Unfortunately though, the majority started to redress the real and perceived inequalities that they were subjected to during the colonial rule. In that sense, they looked at themselves as the wronged minority who needed affirmative action. Reverse discrimination may have been necessary. But when practiced a generation or generations later, that certainly would give rise to new real discriminations against others. This, then, is the tragic story of Sri Lanka. The preponderant majority, 70-75% of the population, obviously would have an unshakable hold on political power in any democracy. They need not have fears of being overwhelmed by people who are numerically smaller. But that confidence was lacking, which has now resulted in numerically smaller communities having to fight (and literally, sometimes) for survival.
The Sri Lankan polity is now deeply divided with more cracks opening up lately. If there is one reason that can be pointed to for the state the country is in today, this is it. Is it possible then to turn around from this abysmal failure as a nation? I believe we can.
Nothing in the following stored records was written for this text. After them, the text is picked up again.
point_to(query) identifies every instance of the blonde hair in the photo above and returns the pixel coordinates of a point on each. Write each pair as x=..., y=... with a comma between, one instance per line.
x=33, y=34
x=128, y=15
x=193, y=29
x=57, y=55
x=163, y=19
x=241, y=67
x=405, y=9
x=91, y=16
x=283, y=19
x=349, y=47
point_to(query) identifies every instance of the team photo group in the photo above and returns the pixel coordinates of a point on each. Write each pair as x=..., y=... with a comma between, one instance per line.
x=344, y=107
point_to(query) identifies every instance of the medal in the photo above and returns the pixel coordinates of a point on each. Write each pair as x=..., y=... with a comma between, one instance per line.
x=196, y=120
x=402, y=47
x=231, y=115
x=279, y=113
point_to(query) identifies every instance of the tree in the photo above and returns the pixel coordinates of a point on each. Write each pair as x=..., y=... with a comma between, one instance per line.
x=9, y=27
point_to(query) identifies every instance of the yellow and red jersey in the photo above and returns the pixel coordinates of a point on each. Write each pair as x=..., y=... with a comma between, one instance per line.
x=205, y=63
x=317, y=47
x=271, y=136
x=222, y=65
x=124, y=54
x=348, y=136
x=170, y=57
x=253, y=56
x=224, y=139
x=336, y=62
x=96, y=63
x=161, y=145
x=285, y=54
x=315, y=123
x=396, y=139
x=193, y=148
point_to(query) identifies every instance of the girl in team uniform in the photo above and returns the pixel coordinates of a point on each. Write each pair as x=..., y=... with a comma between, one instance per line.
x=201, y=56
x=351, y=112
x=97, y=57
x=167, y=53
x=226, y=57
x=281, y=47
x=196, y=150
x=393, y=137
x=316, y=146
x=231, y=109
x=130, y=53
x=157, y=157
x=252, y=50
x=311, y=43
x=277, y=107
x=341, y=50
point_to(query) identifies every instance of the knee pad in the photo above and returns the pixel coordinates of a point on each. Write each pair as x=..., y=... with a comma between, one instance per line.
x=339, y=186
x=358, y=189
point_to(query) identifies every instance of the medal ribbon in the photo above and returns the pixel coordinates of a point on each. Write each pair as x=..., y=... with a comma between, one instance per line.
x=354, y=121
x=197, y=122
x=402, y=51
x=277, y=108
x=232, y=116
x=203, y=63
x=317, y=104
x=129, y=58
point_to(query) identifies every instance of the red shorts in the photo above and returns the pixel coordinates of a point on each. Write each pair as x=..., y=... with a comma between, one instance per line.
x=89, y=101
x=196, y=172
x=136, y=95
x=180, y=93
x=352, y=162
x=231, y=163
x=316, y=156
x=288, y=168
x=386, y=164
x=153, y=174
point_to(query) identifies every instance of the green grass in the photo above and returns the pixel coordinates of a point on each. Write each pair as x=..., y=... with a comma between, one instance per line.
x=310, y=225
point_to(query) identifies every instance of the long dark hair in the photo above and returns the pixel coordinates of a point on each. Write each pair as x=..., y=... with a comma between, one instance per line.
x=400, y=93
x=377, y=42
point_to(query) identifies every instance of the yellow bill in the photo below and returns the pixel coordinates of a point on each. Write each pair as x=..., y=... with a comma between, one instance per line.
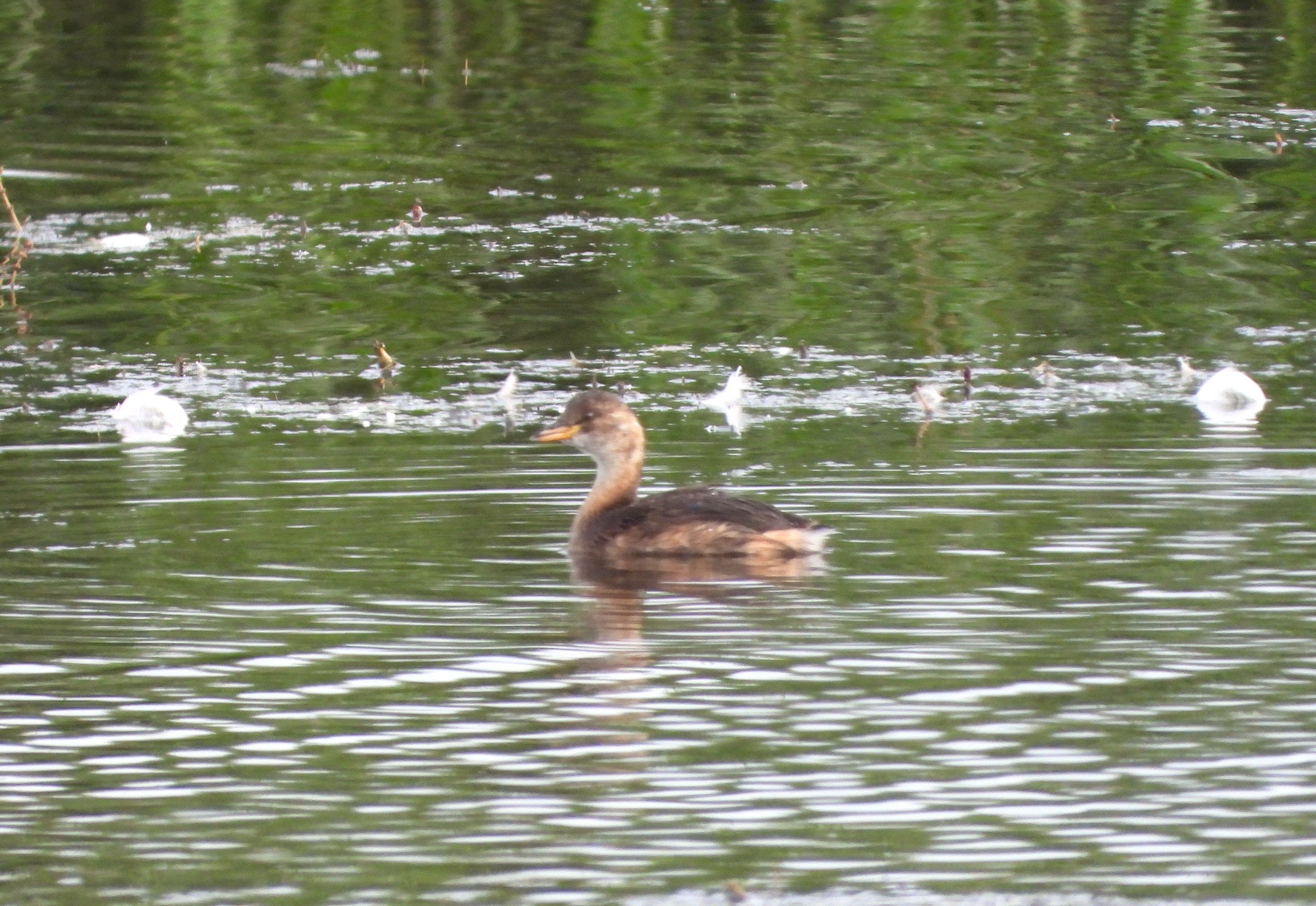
x=557, y=432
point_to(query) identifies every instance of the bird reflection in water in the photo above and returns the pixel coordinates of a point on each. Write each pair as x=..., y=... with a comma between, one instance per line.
x=616, y=588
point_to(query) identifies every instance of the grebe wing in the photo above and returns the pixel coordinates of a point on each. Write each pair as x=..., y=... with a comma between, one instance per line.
x=707, y=523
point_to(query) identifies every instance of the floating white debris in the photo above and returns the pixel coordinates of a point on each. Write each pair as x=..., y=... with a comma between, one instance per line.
x=1044, y=373
x=1230, y=397
x=508, y=390
x=126, y=242
x=928, y=397
x=731, y=393
x=145, y=417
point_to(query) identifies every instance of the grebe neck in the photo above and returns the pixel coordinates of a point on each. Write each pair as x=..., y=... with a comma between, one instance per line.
x=615, y=485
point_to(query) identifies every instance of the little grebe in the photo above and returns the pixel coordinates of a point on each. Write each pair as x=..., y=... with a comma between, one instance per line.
x=692, y=522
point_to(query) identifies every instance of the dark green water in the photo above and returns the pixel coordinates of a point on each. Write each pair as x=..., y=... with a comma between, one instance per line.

But that requires a fundamental paradigm shift in the mindset of all the people in the country.
Two things need to be held in balance: 1) that we are distinct and different and have separate existence as communities; and 2) we are equal in status and belong to one larger identity of Sri Lankans. For this to be realised, again, two things need to be achieved: 1) the separate and distinct peoples must be granted a measure of self-rule that is consonant with their status as a people; and 2) the leadership of the country at the centre should also reflect the diverse nature of our polity.
There seems to be an unwritten and unspoken rule that only a Sinhala-Buddhist can lead the country. Mature democracies like the US and India have displayed other progressive examples. A black person became the president of the US less than 50 years after achieving equal citizenship rights. A Sikh, who was born in a place which now belongs to Pakistan, with about 2% of the population, was Prime Minister of India for two terms. And during his tenure, a Tamil Muslim was the President of India. These are no doubt high watermarks. But unless our mindsets shift to even concede these as possible realities, we will continue down the slope.
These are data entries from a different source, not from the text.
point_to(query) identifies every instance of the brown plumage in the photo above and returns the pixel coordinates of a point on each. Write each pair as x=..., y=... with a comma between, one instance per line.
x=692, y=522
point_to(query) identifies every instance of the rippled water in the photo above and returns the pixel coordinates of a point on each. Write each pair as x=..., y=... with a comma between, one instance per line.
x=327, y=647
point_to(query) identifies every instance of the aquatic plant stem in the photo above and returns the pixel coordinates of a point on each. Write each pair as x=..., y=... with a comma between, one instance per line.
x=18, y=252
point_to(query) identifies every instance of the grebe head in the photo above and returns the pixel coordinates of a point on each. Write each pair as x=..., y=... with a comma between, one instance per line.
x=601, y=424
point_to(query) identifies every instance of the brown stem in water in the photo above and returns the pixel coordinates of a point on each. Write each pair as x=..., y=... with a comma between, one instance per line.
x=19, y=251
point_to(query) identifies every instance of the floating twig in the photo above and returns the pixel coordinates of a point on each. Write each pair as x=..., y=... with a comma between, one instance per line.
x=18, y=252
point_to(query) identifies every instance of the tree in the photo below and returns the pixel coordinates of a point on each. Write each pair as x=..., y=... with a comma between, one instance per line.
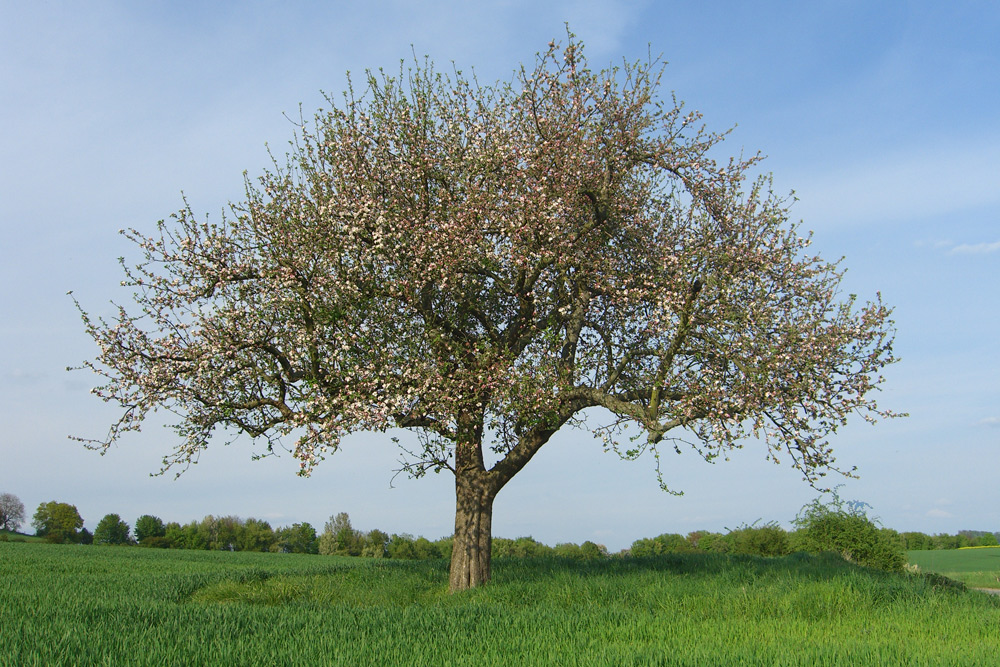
x=148, y=526
x=255, y=535
x=11, y=512
x=111, y=530
x=339, y=538
x=843, y=527
x=484, y=265
x=57, y=522
x=299, y=538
Are we ready to shed the idea that only a Sinhalese and that too only a Buddhist can become the Head of State? Wouldn’t it have been possible for baptized Christians such as S.W.R.D. Bandaranaike and J.R. Jayawardene to have become leaders of the country without changing their religious label to Buddhist? Will the Maha Sanga, the guardians of the Dhamma, the exposition of equality, be ready to lead the country in this paradigm shift?
To make this transition, we need a group of people from the different communities to come together and provide the people of the country a vision, much like what happened during our struggle for independence. Are there leaders in the country who are willing to join hands with others in a bid to turn the country around? This will require the shedding of selfish and personal aspiration and a readiness to share the limelight and eventually political power with leaders of all communities.